I know this is an incredibly unpopular thing to say right now, but consider that the first thing we do to a new child born into this world is to slap them in the face. Why would we do that? Willingly induce pain to a brand new life that literally hasn't even been in the world a minute? It's to induce breathing. To get that child sucking down yummy nitrogen-oxygen mixtures. The pain is for the benefit of the child. All too often, letting a child learn something "the hard way" is seen as child abuse, but the reality is that human beings don't learn things by being told, they learn things by doing. And a lot of doing involves screwing up and getting hurt.

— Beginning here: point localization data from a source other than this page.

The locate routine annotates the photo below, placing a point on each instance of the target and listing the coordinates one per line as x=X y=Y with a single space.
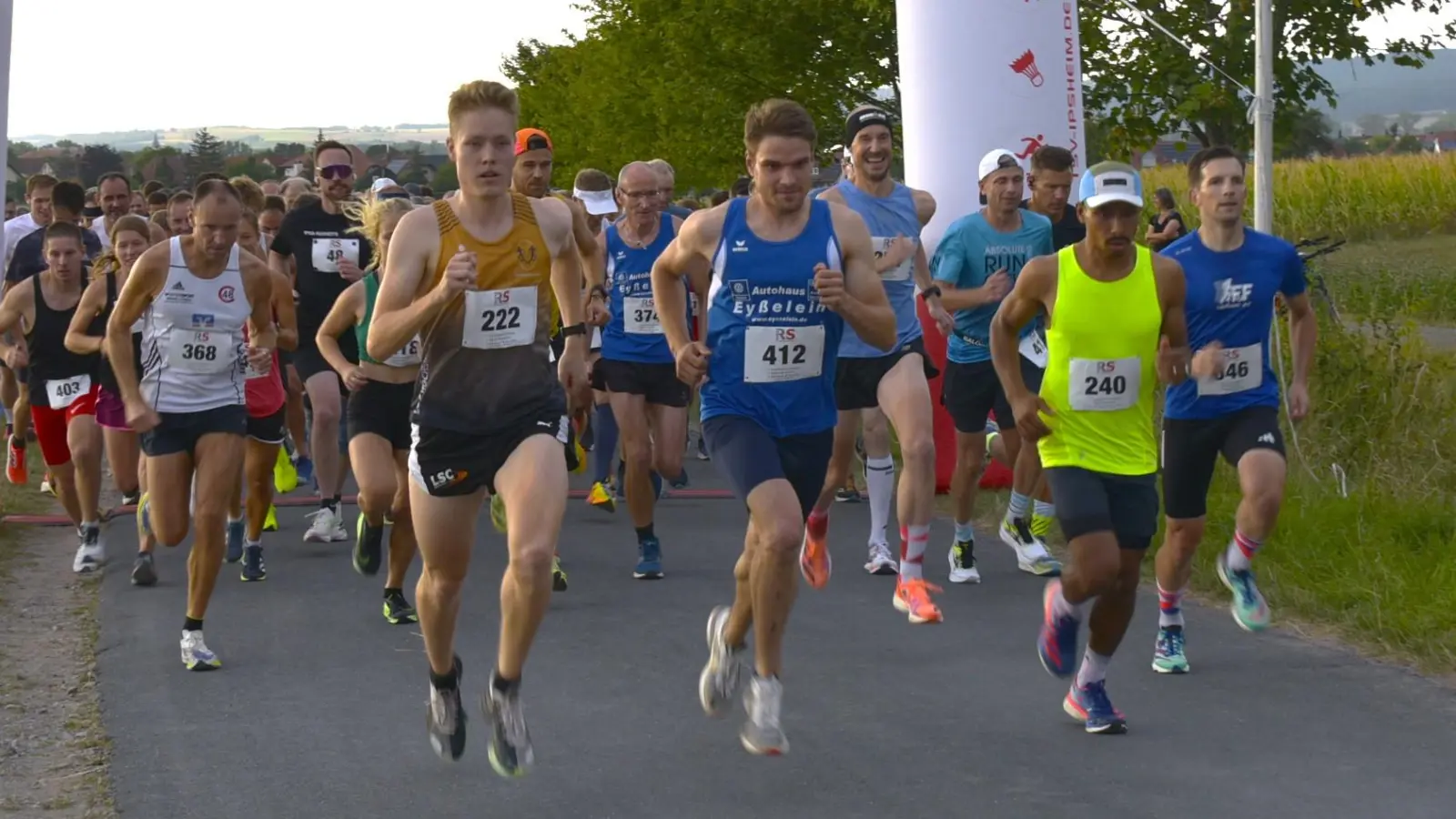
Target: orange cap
x=531 y=138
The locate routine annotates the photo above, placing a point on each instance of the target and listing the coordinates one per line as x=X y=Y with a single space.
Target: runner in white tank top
x=197 y=295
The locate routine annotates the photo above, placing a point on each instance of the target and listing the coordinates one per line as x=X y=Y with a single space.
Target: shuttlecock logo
x=1026 y=66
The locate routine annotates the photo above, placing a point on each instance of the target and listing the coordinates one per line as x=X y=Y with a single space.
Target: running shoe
x=914 y=599
x=369 y=547
x=398 y=610
x=762 y=733
x=444 y=719
x=235 y=541
x=723 y=678
x=650 y=560
x=254 y=566
x=1031 y=552
x=1249 y=606
x=963 y=562
x=1089 y=705
x=511 y=753
x=1168 y=656
x=196 y=654
x=1057 y=643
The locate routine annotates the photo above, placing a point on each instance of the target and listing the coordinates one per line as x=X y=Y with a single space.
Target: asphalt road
x=319 y=709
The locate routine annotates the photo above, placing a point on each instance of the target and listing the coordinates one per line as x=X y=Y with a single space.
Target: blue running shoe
x=1057 y=644
x=650 y=560
x=1089 y=705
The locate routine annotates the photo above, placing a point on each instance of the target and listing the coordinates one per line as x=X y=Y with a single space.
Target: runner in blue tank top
x=870 y=380
x=637 y=366
x=786 y=274
x=1230 y=407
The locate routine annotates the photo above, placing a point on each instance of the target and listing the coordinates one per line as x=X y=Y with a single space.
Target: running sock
x=1092 y=669
x=965 y=532
x=1169 y=606
x=1241 y=551
x=1018 y=508
x=606 y=445
x=880 y=480
x=914 y=541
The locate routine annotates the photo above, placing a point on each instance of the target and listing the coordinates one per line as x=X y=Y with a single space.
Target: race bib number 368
x=775 y=354
x=495 y=319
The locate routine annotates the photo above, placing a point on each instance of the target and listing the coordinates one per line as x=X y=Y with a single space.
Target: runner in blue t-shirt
x=786 y=276
x=977 y=264
x=1230 y=405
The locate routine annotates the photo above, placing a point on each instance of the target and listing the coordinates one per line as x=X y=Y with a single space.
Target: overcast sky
x=188 y=63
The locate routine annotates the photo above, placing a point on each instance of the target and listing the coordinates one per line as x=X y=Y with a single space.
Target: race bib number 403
x=1239 y=369
x=1106 y=385
x=775 y=354
x=495 y=319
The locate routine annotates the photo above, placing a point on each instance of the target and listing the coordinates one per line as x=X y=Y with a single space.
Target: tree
x=98 y=160
x=206 y=155
x=1149 y=85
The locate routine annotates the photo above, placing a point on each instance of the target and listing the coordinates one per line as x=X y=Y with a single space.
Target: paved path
x=319 y=709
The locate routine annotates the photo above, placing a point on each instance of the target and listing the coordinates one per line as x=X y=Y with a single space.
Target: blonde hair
x=370 y=216
x=482 y=95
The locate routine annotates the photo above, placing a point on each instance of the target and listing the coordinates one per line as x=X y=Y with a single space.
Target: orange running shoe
x=15 y=468
x=914 y=598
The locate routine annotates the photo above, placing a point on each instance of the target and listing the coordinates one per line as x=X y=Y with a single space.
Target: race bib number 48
x=495 y=319
x=1106 y=385
x=776 y=354
x=1239 y=369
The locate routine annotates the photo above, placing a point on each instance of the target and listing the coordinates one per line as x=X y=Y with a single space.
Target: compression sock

I'm all for experiential learning, but I don't know anyone who slaps newborns in the face to get them breathing. (N.B.: I deliver newborns for a living, and work with a bunch of other people who do as well and am aware of their practice patterns.) Babies usually squall on their own just fine, and for those that don't we'll vigorously towel-dry them. For the even smaller subset who're affected by maternal drugs or other conditions and haven't gotten it together to breathe, we'll flick their feet with a back of a finger (along with verbal encouragement, albeit mostly for our own amusement and by way of explanation to concerned parents). If they're still not sucking down oxygen after a couple of minutes then they get a mask to the face or a tube down the trachea. The previous practice of slapping newborns on the ass to kickstart them has been out of fashion ever since I started practice. Of course, practice patterns vary and maybe you live in a face-slapping place.
The ass-slapping turns out to be unnecessary, though I have stood by while my own children attempted to snort juice up into their noses for an experiential lesson in why we might not do that.